201712 Blood pressure control and the patient centered medical home --- What can we learn from patients?

Monday, November 9, 2009

Bradley Gray, PhD , American Board of Internal Medicine, Philadelphia, PA
Rebecca Lipner, PhD , American Board of Internal Medicine, Philadelphia, PA
Weifeng Weng, PhD , American Board of Internal Medicine, Philadelphia, PA
Research question

We examine the relationship between the risk of high blood pressure (BP<40/90) (HBP) and both an infrastructure measure and a patient based measure of the “Patient Centered Medical Home” (PCMH).

Background

The PCMH model of care encourages physicians to operate in an environment supporting systematic care management enabled by use of health informatics tools, coordination of care among different providers, and fostering a partnership between patient and physician to produce the best health outcomes. Numerous efforts are underway to demonstrate the effectiveness of PCMH to enhance quality-of-care. Notably, NCQA's PCMH recognition is based on measures of infrastructure related to patient-centered care rather than measures of the patient's perceptions of the quality of provider care.

Methodology

American Board of Internal Medicine's (ABIM) Practice Improvement Module (PIMSM) is used physicians to complete their requirements for maintenance of certification. We use data from the 2008 hypertension and diabetes PIMSM. These PIMsSM include chart audits (7,043), patient surveys (6,793), and a practice-system-survey (592).

Applying these data, we construct a system-level measure (PPC-index-proxy) that closely mirrors an instrument commonly used to qualify practices as medical homes (NCQA's PPC®-index). We also apply a measure of patient perception of physician quality (PPPQ) and a patient-based measure of patient centered care (PPCC) (i.e., measures of communication, access to care, care coordination, quality of staff interaction) drawn from patient surveys.
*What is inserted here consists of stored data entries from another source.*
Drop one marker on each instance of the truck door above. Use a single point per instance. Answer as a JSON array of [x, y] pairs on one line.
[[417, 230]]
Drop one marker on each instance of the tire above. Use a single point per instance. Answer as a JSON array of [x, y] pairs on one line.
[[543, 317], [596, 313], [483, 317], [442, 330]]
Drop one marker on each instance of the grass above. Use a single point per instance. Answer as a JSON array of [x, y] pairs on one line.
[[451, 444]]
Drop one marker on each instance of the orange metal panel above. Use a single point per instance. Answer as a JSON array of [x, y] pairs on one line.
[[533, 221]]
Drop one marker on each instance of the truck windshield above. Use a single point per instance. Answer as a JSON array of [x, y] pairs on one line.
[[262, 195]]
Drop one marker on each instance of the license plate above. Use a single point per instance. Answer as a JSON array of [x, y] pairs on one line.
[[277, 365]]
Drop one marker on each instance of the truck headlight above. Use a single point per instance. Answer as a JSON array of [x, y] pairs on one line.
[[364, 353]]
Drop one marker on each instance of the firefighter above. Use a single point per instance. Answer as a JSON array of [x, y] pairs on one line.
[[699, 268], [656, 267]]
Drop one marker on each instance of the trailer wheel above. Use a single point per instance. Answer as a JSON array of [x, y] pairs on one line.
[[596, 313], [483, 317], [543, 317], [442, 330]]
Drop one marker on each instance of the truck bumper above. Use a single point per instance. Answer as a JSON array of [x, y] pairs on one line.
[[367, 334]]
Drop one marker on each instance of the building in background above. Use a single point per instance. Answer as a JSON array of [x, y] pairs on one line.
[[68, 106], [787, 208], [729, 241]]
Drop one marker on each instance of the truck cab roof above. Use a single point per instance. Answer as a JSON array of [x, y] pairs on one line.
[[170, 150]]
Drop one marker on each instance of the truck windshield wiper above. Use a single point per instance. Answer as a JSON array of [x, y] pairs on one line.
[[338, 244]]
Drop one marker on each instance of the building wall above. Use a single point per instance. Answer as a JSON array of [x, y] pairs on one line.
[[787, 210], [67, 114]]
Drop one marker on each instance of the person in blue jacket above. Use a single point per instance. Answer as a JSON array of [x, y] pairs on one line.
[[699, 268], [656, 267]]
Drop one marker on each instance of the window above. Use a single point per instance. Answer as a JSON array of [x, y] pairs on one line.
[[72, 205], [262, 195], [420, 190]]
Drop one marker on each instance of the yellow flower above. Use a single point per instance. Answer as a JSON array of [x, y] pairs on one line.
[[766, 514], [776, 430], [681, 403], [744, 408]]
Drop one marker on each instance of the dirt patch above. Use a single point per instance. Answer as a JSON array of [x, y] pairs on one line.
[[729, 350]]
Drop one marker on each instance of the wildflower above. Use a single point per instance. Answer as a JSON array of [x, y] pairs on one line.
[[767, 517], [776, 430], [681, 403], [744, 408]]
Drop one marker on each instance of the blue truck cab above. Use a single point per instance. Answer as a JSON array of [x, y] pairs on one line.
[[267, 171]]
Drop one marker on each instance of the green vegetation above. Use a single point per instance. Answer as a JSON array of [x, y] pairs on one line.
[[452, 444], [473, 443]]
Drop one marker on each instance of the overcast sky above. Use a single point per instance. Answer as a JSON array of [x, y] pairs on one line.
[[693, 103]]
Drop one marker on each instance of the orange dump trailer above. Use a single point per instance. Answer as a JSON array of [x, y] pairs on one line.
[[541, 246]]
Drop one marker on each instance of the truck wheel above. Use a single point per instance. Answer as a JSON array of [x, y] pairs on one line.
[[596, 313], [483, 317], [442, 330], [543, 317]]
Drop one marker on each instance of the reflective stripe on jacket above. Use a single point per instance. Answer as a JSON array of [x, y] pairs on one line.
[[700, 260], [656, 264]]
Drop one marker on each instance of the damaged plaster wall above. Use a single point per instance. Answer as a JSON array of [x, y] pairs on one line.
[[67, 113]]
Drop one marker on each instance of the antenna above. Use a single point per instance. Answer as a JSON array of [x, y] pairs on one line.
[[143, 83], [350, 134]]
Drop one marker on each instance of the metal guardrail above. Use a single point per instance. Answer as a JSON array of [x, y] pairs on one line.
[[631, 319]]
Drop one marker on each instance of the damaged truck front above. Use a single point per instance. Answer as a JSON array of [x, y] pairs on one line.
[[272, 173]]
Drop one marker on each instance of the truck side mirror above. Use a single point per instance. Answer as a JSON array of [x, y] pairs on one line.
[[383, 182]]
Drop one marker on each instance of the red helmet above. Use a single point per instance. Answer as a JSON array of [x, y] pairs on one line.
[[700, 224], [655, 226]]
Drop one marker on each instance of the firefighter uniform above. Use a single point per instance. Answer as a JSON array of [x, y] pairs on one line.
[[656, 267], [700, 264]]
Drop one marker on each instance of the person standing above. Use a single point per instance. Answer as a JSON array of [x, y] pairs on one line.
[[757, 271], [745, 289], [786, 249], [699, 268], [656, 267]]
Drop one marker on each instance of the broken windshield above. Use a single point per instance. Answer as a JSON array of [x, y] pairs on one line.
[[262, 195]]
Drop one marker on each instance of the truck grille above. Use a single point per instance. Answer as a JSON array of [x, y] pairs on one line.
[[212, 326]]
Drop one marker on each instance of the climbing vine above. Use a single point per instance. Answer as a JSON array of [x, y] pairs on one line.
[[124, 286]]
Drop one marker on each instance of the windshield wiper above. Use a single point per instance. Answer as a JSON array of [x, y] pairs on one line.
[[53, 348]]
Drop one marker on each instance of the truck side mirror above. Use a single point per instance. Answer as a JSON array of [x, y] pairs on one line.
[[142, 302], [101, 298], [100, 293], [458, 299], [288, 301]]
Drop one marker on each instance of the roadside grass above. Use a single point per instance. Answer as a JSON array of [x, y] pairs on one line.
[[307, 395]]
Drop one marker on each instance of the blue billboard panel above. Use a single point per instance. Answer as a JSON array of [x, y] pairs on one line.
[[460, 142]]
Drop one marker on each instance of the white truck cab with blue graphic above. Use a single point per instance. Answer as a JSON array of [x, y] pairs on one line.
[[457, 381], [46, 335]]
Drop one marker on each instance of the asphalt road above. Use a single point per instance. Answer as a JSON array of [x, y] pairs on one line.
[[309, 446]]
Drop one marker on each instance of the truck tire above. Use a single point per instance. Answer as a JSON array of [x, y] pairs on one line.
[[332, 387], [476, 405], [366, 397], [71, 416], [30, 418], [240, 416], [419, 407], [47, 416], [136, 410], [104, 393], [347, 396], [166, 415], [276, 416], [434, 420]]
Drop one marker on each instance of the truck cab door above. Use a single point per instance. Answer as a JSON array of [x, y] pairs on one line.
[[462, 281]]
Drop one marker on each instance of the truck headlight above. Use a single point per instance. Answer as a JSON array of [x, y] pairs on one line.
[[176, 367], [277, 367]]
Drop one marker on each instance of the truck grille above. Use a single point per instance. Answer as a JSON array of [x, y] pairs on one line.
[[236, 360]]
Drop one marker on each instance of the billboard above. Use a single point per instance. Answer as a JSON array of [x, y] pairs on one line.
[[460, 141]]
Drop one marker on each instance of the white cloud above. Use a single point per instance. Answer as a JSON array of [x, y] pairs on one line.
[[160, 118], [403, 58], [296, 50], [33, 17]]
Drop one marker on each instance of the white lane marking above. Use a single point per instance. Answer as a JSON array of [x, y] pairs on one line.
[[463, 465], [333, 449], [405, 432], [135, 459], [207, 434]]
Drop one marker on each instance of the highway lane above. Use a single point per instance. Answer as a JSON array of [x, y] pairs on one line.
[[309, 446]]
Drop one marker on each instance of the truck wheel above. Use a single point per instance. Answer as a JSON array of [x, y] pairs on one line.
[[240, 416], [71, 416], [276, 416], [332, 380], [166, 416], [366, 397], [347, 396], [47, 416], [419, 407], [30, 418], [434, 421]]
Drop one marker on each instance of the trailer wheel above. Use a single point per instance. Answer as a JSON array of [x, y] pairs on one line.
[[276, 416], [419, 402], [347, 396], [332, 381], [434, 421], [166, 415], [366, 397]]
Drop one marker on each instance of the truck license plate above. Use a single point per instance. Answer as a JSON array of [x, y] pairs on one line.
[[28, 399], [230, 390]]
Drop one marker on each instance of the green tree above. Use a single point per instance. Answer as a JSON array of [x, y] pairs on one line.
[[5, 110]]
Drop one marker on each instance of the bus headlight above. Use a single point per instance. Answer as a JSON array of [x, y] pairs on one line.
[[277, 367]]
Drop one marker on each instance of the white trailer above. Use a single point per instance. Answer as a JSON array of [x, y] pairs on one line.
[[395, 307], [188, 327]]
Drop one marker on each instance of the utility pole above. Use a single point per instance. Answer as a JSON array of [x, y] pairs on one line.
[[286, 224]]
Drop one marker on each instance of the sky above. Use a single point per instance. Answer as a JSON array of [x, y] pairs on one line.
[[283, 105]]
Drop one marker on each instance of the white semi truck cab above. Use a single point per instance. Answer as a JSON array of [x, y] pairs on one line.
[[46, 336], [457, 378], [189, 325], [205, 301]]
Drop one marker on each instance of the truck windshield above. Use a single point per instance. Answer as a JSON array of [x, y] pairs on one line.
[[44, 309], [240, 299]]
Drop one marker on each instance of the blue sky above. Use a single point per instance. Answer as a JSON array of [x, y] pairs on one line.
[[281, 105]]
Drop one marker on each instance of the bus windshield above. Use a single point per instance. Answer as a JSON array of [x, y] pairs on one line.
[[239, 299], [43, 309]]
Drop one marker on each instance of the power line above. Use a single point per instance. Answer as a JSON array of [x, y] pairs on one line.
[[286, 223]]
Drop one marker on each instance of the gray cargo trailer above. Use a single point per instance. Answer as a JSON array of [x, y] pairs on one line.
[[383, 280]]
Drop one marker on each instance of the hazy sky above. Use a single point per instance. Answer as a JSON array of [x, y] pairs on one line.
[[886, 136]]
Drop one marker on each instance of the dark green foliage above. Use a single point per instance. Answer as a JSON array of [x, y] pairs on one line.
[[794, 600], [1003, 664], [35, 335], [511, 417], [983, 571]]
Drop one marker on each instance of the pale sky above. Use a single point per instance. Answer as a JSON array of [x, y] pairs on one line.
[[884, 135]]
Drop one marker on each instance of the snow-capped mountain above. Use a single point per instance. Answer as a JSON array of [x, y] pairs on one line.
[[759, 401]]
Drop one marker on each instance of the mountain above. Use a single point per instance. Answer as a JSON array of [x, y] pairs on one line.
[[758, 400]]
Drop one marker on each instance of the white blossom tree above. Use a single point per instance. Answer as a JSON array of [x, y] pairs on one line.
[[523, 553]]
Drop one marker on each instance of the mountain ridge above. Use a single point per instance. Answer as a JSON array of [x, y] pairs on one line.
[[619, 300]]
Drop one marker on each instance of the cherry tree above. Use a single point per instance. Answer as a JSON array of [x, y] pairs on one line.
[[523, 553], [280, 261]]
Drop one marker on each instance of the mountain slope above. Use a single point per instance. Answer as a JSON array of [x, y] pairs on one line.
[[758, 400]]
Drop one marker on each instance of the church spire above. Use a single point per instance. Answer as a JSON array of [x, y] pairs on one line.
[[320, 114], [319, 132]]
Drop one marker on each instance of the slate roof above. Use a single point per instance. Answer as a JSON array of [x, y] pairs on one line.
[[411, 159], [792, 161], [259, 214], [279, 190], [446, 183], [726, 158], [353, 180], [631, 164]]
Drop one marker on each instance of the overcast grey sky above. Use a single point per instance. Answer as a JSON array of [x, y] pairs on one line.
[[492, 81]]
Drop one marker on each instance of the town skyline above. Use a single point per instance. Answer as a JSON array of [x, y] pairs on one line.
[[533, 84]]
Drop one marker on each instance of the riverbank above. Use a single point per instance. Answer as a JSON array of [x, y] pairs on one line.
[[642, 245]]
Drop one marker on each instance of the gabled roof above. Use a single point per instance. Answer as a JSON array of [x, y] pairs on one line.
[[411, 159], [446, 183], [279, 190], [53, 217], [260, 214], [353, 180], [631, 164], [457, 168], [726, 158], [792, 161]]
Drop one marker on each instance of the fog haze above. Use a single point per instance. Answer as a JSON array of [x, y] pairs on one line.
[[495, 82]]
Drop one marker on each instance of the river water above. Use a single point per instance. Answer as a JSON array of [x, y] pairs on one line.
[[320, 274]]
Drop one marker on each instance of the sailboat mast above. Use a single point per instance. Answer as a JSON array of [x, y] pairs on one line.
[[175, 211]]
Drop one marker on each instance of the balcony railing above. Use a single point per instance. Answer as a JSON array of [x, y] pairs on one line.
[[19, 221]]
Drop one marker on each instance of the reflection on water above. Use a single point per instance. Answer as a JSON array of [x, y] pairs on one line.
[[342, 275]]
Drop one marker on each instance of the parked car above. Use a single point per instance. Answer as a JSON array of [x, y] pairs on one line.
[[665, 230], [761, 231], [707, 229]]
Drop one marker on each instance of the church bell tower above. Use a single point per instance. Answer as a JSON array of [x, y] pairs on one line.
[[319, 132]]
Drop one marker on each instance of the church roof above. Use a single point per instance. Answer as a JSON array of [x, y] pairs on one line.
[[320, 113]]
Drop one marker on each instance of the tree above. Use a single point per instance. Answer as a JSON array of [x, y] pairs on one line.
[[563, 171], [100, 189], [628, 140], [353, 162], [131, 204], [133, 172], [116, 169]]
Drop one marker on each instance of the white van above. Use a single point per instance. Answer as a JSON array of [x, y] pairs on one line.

Controlling for patient and physician demographics, we model HBP as a function of the system-level measure, patients' overall perception of quality-of-care, and our PPCC measures (controlling for patient and physician demographics). To account for the dichotomous nature of our dependent measure and the hierarchical nature of our data, we model these relationships using a random-effects logistic model.

Results

All three of our quality-of-care measures have a clinically and statistically significant association with HBP. For example: a 50% increase in the overall share of patients that believe their care is of high quality is associated with a 12% reduction in HBP (p <.05), doubling of the share of a physician practice whose patients meet all our PPCC standards (from a mean of 31% to 61%) is associated with a 6% reduction in the relative risk of high blood pressure (p <.10) and a 50% increase in the PPC-index is associated with a 7% reduction in HBP (p <.05).

Conclusions

Our findings suggest that both infrastructure measures and patient-based measures are important predictors of blood pressure control.

Learning Objectives:
Understand determinants of patient assessment of physician quality.

Keywords: Physicians, Medical Care

Presenting author's disclosure statement:

Qualified on the content I am responsible for because: I have a PhD in Economics and was a professor at a school of public health.
Any relevant financial relationships? No

I agree to comply with the American Public Health Association Conflict of Interest and Commercial Support Guidelines, and to disclose to the participants any off-label or experimental uses of a commercial product or service discussed in my presentation.